Since being diagnosed with type 1 diabetes at age 7, Holden Cooper has raised awareness about the condition — talking with classmates, teachers, coaches and fellow 4-H members in Powell. But …
Since being diagnosed with type 1 diabetes at age 7, Holden Cooper has raised awareness about the condition — talking with classmates, teachers, coaches and fellow 4-H members in Powell. But next month, he’ll share about his experiences on a whole new level as he travels to Washington, D.C. for the JDRF 2019 Children’s Congress.
Cooper was selected to represent Wyoming at the event on Capitol Hill, where he and other delegates will lobby their members of Congress to support type 1 diabetes research.
“I hope that eventually there’s a cure and more advanced technology,” said Cooper. “And that less kids have to deal with this.”
The 14-year-old has seen how much technology has changed since he was first diagnosed.
In those early years, he had to test his blood sugar eight or nine times throughout the day and needed insulin shots.
“I had to do that, and it was terrible,” Cooper said. “It worked, but not nearly as good as what I have now.”
Cooper has a pump that tells him what his blood sugar is at all times, and he no longer has to do shots.
“The advancement in seven years is just crazy,” Cooper said.
He also has a diabetic alert dog named Bayou, a 6-year-old British lab that’s trained to sense highs and lows in his blood sugar and then alert.
“She’s also trained to go and get him a juice if he has low blood sugar,” said Andrea Earhart, Cooper’s mom.
While living with type 1 diabetes has been difficult at times, the teen hasn’t let it hold him back.
“I want people to know that despite having type 1 diabetes, you can do anything you set your mind to,” he says in a video for the JDRF 2019 Children’s Congress.
Cooper plays soccer and basketball, is active in 4-H and enjoys hunting, fishing, camping and riding trail bikes.
As an avid Denver Broncos fan, “I bleed orange and blue, but that doesn’t affect my blood sugar testing,” he says in the video.
Cooper was diagnosed with type 1 diabetes at age 7 after he was not feeling well, losing weight and had incredible thirst, said Earhart.
“It was a surprise,” she said. “It was not even on our radar.”
Oftentimes, the condition can be misdiagnosed.
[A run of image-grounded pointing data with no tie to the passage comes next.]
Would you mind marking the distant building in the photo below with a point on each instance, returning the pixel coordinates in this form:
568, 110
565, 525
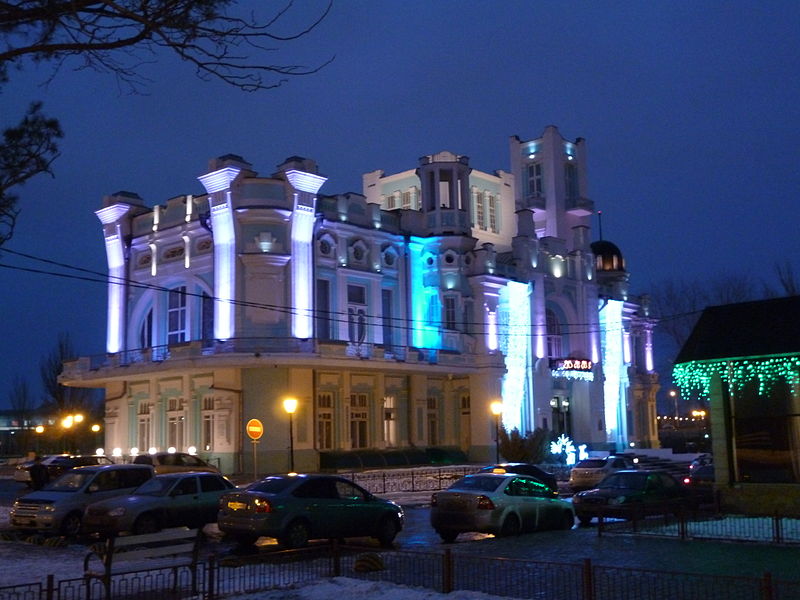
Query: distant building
394, 318
745, 359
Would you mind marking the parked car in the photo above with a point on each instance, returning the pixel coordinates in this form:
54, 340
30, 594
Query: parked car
59, 507
58, 463
549, 479
587, 473
170, 500
174, 462
502, 504
297, 508
633, 493
700, 481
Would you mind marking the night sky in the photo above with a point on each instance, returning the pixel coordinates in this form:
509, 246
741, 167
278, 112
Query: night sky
691, 112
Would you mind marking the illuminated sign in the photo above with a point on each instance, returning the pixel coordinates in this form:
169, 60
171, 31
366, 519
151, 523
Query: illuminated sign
571, 364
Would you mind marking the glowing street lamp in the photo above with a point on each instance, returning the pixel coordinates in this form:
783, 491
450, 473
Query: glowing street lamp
290, 406
497, 410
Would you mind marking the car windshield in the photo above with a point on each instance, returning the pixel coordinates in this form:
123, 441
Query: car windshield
477, 483
71, 481
628, 481
271, 485
157, 486
592, 463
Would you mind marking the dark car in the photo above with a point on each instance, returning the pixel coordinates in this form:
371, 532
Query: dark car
700, 481
549, 479
498, 503
633, 493
59, 463
171, 500
296, 508
174, 462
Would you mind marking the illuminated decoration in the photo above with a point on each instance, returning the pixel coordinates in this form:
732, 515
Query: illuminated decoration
515, 344
224, 266
491, 330
564, 445
572, 368
616, 378
767, 370
424, 301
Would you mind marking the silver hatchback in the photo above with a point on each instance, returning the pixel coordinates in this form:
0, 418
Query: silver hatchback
59, 507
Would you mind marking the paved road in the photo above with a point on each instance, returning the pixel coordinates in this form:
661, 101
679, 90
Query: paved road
707, 557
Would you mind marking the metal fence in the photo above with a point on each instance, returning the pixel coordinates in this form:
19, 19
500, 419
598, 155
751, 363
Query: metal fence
700, 525
441, 571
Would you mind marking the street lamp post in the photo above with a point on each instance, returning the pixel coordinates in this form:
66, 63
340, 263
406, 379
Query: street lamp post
290, 406
497, 410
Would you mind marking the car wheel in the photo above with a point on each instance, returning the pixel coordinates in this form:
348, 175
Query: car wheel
387, 531
71, 525
146, 524
296, 535
448, 537
511, 526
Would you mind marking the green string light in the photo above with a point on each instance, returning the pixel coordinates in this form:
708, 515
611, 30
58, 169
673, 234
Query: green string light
767, 370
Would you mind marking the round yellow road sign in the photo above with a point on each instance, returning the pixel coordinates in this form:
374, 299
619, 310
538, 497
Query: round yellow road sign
254, 429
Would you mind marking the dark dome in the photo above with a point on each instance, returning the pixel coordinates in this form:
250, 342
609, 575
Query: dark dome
607, 256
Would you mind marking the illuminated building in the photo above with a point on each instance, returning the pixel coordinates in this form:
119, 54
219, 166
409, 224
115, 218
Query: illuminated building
394, 317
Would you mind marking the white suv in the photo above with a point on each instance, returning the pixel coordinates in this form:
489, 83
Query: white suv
589, 472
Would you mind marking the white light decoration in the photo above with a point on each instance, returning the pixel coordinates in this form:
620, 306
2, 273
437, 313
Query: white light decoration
616, 379
515, 343
224, 266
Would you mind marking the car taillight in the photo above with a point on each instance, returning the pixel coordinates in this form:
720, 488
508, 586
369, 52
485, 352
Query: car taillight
485, 503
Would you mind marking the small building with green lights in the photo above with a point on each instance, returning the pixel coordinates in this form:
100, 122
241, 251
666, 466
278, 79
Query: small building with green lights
744, 359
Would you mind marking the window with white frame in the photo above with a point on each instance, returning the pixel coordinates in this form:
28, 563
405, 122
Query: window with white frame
535, 185
450, 305
432, 421
143, 420
176, 316
207, 440
356, 313
324, 421
492, 202
554, 337
359, 419
176, 420
390, 421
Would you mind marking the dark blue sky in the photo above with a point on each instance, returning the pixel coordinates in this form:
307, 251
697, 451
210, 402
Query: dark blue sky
691, 112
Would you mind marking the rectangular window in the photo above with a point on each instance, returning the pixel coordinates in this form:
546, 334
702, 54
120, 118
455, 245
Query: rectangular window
358, 421
571, 180
176, 316
535, 179
480, 215
450, 312
323, 310
325, 421
493, 214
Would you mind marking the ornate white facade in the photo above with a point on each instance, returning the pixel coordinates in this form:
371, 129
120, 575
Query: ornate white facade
394, 317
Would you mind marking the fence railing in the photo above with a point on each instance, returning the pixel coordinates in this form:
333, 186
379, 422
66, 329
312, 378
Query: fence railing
705, 525
441, 571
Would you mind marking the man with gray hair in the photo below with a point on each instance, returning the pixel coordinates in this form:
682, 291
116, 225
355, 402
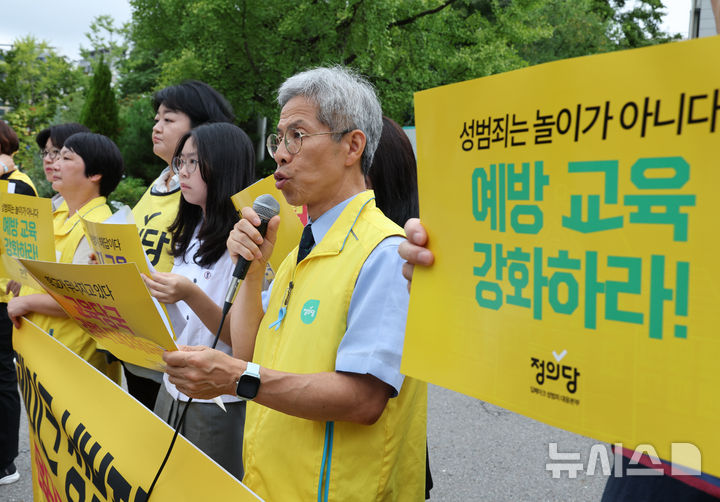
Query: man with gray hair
330, 416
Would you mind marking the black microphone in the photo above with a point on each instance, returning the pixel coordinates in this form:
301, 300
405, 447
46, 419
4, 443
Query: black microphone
266, 207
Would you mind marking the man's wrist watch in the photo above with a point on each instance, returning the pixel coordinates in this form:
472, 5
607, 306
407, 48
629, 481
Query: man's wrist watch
249, 382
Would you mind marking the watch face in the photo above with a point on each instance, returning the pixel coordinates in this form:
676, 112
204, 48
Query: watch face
248, 386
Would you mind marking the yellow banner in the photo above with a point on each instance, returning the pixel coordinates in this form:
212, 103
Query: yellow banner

Cooper and his family are thankful they caught his type 1 diabetes before he was so sick he had to be hospitalized, like many kids are during the diagnosis process.
Earhart said they’re also thankful for “great school nurses, teachers and coaches” in Powell schools.
“They’ve been very supportive and helpful,” Earhart said.
During his time at Powell Middle School, Cooper knew a few other kids with type 1 diabetes. He’ll be a freshman at Powell High School this fall.
Cooper hopes to build more awareness for type 1 diabetes and the importance of continuing research. While in Washington, D.C. on July 8-10, he’ll meet with Wyoming’s Congressional delegation — U.S. Sens. Mike Enzi, John Barrasso and Rep. Liz Cheney.
“Cheney’s daughter has type 1 diabetes, so that will be a connection that she already has,” Earhart said.
Cooper also seeks to educate local residents about the disease. For instance, sometimes people confuse type 1 and type 2 diabetes.
“There’s misconceptions about, you know, ‘You ate too much sugar so you got diabetes,’” Earhart said. “Things like that are frustrating, but those are easy things to fix by just talking to people.”
During the JDRF 2019 Children’s Congress, Cooper will also get to hear from celebrities with type 1 diabetes and meet other youth from around the nation.
“It’s really important for these kids to see other kids who are thriving with this disease and sharing their stories,” Earhart said. “It’s built around that community with the primary goal of talking to legislators to try to continue that funding.”
Cooper said he’s looking forward to representing Wyoming in D.C.
He’s had to learn a lot about living with diabetes, but Cooper said he doesn’t let it define him.
“… Rather, I let it motivate me. I don’t feel limited by my diabetes,” Cooper said. “I think it has shaped me into the person I am today, and I have learned not to give up.”